Außerhalb der schützenswerten Gebiete werde der Dachs auch von Jägern gern beobachtet, ohne ihn zu schießen. Eine Streichung aus dem Jagdgesetz entbehre jedoch jeglicher Notwendigkeit und sei angesichts des erforderlichen Schutzes anderer Arten sogar kontraproduktiv, stellt Herrmann klar.
Ähnlich wird das im Umweltministerium gesehen. Einem Sprecher zufolge ist ein solcher Schritt aktuell weder geplant noch dringend angeraten. Die moderate Bejagung könne sogar einen Beitrag zur Sicherung der Artenvielfalt leisten.
Straßen als größtes Risiko
So weit Tierschützer und Jäger beim Thema Abschuss auseinanderliegen, so verbindet sie doch ein Anliegen: „Sorgen sollten uns viel eher die 21 Prozent nicht durch die Jagd getöteten Dachse bereiten“, fasst Herrmann zusammen. Ein besserer Schutz - nicht allein der Dachse - vor dem Straßenverkehr sei daher dringend geboten und müsse künftig deutlich besser umgesetzt werden. Gerade an Autobahnen und Bundesstraßen seien mehr Wildquerungshilfen oder Wildschutzzäune nötig, sagt Herrmann. Auch Naturschützer Tamás betont, dass die meisten Menschen einem Dachs nur begegneten, wenn er tot am Straßenrand liege.
Der Dachs zählt zur Familie der Marder. Er gilt als scheu und dennoch als äußerst wehrhaft.
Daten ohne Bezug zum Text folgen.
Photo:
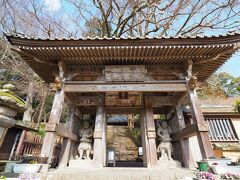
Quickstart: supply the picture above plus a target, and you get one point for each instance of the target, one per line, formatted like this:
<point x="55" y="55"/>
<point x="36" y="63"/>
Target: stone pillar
<point x="50" y="136"/>
<point x="98" y="148"/>
<point x="151" y="132"/>
<point x="202" y="134"/>
<point x="67" y="142"/>
<point x="27" y="116"/>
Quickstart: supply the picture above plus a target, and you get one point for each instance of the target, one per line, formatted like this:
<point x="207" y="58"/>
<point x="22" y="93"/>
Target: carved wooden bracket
<point x="193" y="82"/>
<point x="151" y="134"/>
<point x="203" y="127"/>
<point x="50" y="127"/>
<point x="97" y="134"/>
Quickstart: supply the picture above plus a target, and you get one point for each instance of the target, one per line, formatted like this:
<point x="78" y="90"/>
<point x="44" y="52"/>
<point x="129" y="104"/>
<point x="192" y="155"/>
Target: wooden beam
<point x="189" y="131"/>
<point x="125" y="87"/>
<point x="64" y="132"/>
<point x="163" y="101"/>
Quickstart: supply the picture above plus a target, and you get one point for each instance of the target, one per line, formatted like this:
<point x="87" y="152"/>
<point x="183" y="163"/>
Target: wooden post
<point x="180" y="118"/>
<point x="197" y="116"/>
<point x="50" y="136"/>
<point x="151" y="132"/>
<point x="104" y="139"/>
<point x="186" y="153"/>
<point x="21" y="141"/>
<point x="98" y="150"/>
<point x="146" y="156"/>
<point x="66" y="145"/>
<point x="3" y="132"/>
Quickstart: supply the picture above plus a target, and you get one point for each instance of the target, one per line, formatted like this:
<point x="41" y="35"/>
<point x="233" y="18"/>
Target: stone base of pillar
<point x="81" y="164"/>
<point x="163" y="164"/>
Außer Wolf, Luchs und dem Menschen hat der Dachs keine natürlichen Feinde. Verwertet wird dem Landesjagdverband zufolge vor allem das Winterfell des Dachses, aus dem auch Rasierpinsel hergestellt werden. Das Fleisch kann als Braten oder Schinken gegessen werden.
Aufgrund seines sehr hohen natürlichen Kortisongehaltes sei Dachsfett auch bei der Herstellung schmerzlindernder Heilsalben gefragt. Einen deutlichen Einschnitt in der Dachspopulation in Thüringen hatte es in den 1970er Jahren gegeben, als im Kampf gegen die Fuchstollwut viel Bauten begast wurden.